Finance Minister Nirmala Sitharaman announced that the Union Cabinet was approved the merger of 10 public sector banks including Allahabad Bank, Andhra Bank, and OBC into four bigger and stronger banks effective from 01 April 2020. Following the consolidation, there will be seven large public sector banks (PSBs), and five smaller ones.

Reserve Bank of India said Oriental Bank of Commerce and United Bank of India will merge into Punjab National Bank, Allahabad Bank into Indian Bank, Andhra Bank and Corporation Bank into Union Bank of India Starting from 1st April. And, all branches of Syndicate Bank will function as branches of Canara Bank from the next month. 

Punjab National Bank, the anchor bank will become the country’s second-largest bank, with business size of Rs 17.94 lakh crore, after SBI which has the business of over Rs 52 lakh crore and Bank of Baroda will become the third-largest bank, followed by Canara Bank, Union Bank of India, Bank of India, and Indian Bank.

The merger of Oriental Bank of Commerce and United Bank of India into Punjab National Bank Scheme, dated March 4, 2020, issued by the Government of India was published under Extraordinary Part II-Section 3-Sub-section (i) in the Gazette of India sanctioning the merger of Oriental Bank of Commerce and United Bank of India into Punjab National Bank in terms of section 9 of the Banking Companies (Acquisition and Transfer of Undertakings) Act, 1970.

Sitharaman pointed out the operating profit of the resulting lender has improved and retail loans are now sanctioned in 11 days (average) from 23 days earlier after Dena Bank and Vijaya Bank were merged with Bank of Baroda.

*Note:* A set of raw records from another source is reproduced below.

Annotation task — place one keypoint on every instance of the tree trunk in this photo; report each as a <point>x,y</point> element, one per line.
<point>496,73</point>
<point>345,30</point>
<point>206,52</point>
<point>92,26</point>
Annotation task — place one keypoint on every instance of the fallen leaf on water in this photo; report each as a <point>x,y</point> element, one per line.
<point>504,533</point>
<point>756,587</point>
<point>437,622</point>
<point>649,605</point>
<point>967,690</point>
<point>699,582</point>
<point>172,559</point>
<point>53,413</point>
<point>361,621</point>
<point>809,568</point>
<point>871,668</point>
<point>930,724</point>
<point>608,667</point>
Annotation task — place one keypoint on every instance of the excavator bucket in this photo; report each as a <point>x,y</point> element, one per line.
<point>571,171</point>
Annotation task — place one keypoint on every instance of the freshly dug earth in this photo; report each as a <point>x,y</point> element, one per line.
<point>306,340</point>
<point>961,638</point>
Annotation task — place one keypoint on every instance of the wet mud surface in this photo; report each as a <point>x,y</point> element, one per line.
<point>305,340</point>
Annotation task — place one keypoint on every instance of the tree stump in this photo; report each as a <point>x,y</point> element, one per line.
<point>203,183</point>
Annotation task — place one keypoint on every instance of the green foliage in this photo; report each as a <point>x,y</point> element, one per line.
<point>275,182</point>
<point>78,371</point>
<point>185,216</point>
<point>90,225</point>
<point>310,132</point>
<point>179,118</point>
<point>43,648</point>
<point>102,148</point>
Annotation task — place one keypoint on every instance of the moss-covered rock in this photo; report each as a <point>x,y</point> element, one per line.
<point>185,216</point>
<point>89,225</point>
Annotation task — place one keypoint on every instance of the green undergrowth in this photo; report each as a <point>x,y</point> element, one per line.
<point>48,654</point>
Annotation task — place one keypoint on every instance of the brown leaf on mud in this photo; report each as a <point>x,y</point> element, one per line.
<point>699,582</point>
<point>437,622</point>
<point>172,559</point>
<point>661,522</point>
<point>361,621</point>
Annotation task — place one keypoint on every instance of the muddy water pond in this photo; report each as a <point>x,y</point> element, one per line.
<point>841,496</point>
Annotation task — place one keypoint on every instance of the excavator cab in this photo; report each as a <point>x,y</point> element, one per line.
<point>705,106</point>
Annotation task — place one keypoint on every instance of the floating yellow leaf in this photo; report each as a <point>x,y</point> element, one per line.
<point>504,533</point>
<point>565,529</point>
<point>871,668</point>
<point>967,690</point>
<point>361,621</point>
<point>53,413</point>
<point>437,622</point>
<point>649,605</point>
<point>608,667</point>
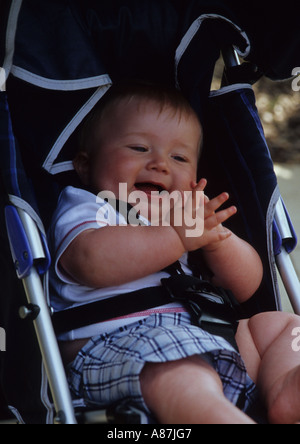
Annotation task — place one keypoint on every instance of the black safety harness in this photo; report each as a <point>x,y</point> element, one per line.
<point>212,308</point>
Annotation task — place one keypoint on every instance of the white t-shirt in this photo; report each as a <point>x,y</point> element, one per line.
<point>79,210</point>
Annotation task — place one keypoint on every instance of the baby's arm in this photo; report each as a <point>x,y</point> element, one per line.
<point>115,255</point>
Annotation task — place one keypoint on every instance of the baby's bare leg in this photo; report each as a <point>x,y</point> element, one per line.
<point>265,343</point>
<point>188,391</point>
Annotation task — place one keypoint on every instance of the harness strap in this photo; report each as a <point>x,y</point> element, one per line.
<point>106,309</point>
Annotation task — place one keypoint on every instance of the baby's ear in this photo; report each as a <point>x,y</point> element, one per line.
<point>82,166</point>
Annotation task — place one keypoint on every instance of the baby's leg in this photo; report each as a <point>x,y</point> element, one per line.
<point>188,391</point>
<point>265,343</point>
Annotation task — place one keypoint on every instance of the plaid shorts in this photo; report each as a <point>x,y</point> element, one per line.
<point>107,370</point>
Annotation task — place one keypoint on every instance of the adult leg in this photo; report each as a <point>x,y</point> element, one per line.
<point>265,343</point>
<point>188,391</point>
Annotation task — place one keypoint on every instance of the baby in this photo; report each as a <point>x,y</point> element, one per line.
<point>149,138</point>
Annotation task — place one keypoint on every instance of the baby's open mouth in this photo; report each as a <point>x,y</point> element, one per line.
<point>149,187</point>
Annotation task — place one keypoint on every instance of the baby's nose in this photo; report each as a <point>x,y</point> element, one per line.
<point>159,163</point>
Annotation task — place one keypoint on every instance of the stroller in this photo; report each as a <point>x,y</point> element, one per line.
<point>58,59</point>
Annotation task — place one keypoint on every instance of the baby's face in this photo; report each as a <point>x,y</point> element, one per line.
<point>147,148</point>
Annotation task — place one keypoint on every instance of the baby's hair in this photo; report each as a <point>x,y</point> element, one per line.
<point>164,96</point>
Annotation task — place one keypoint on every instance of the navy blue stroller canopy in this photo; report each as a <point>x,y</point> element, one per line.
<point>59,58</point>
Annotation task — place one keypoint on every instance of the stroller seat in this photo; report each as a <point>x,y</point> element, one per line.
<point>59,59</point>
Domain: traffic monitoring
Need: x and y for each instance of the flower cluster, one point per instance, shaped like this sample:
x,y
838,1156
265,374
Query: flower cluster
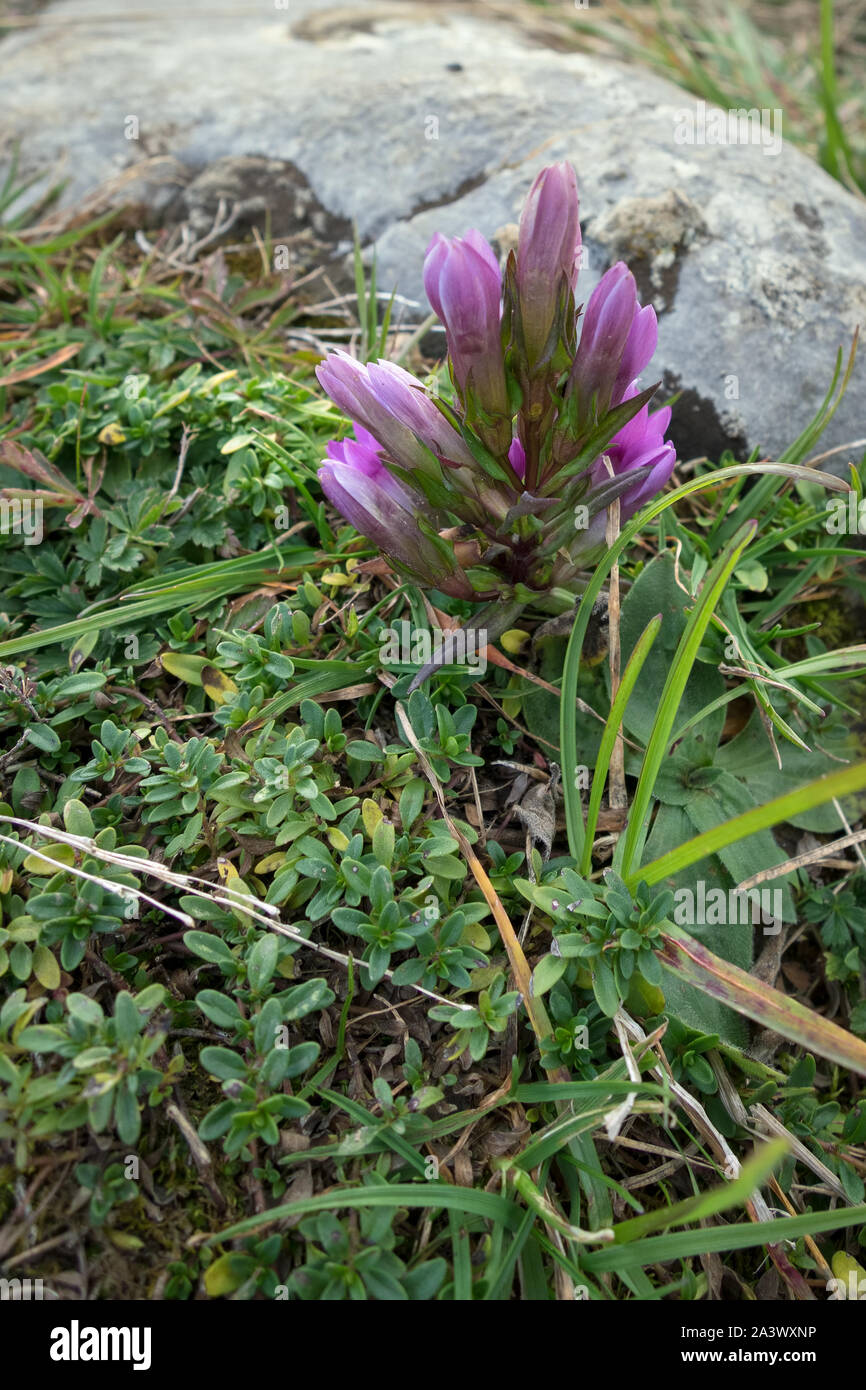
x,y
503,491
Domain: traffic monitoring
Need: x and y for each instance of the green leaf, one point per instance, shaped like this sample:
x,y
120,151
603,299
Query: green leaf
x,y
42,737
262,962
223,1064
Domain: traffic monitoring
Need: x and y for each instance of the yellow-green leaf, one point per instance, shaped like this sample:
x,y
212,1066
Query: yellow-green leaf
x,y
46,968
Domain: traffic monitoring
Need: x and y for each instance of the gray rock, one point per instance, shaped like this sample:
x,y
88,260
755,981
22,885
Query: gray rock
x,y
413,117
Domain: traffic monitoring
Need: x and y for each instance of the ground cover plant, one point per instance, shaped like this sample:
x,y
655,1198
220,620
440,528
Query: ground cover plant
x,y
370,848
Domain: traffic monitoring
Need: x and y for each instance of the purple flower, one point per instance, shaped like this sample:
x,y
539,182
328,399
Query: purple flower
x,y
380,506
395,409
638,444
617,339
517,458
548,250
463,284
515,452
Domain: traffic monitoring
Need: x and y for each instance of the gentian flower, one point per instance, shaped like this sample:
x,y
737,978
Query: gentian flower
x,y
384,509
548,256
480,498
463,284
617,341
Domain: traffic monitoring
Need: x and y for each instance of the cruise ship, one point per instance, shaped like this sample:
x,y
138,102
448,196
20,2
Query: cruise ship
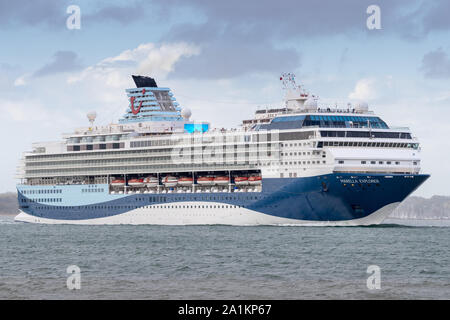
x,y
299,163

Sitharaman said the mega consolidation would provide a lot of benefits to the merger banks and the benefits as follows:

  • It will result in the creation of seven large PSBs with scale and national reach, with each merger bank having a business of over Rs 8 lakh crore.
  • The consolidation would help banks to create scale comparable to global banks and capable of competing effectively in India and globally.
  • Greater Scale and synergy would lead to cost benefits and that should enable the PSBs to increase their competitiveness and positively impact the Indian banking system.
  • The merger plan would provide strength to merged organizations by increasing their ability to support larger ticket-size lending and have competitive operations by virtue of greater financial capacity.
  • Adoption of best practices would enable the banks to improve their cost efficiency and risk management and boost the goal of financial inclusion through wider reach.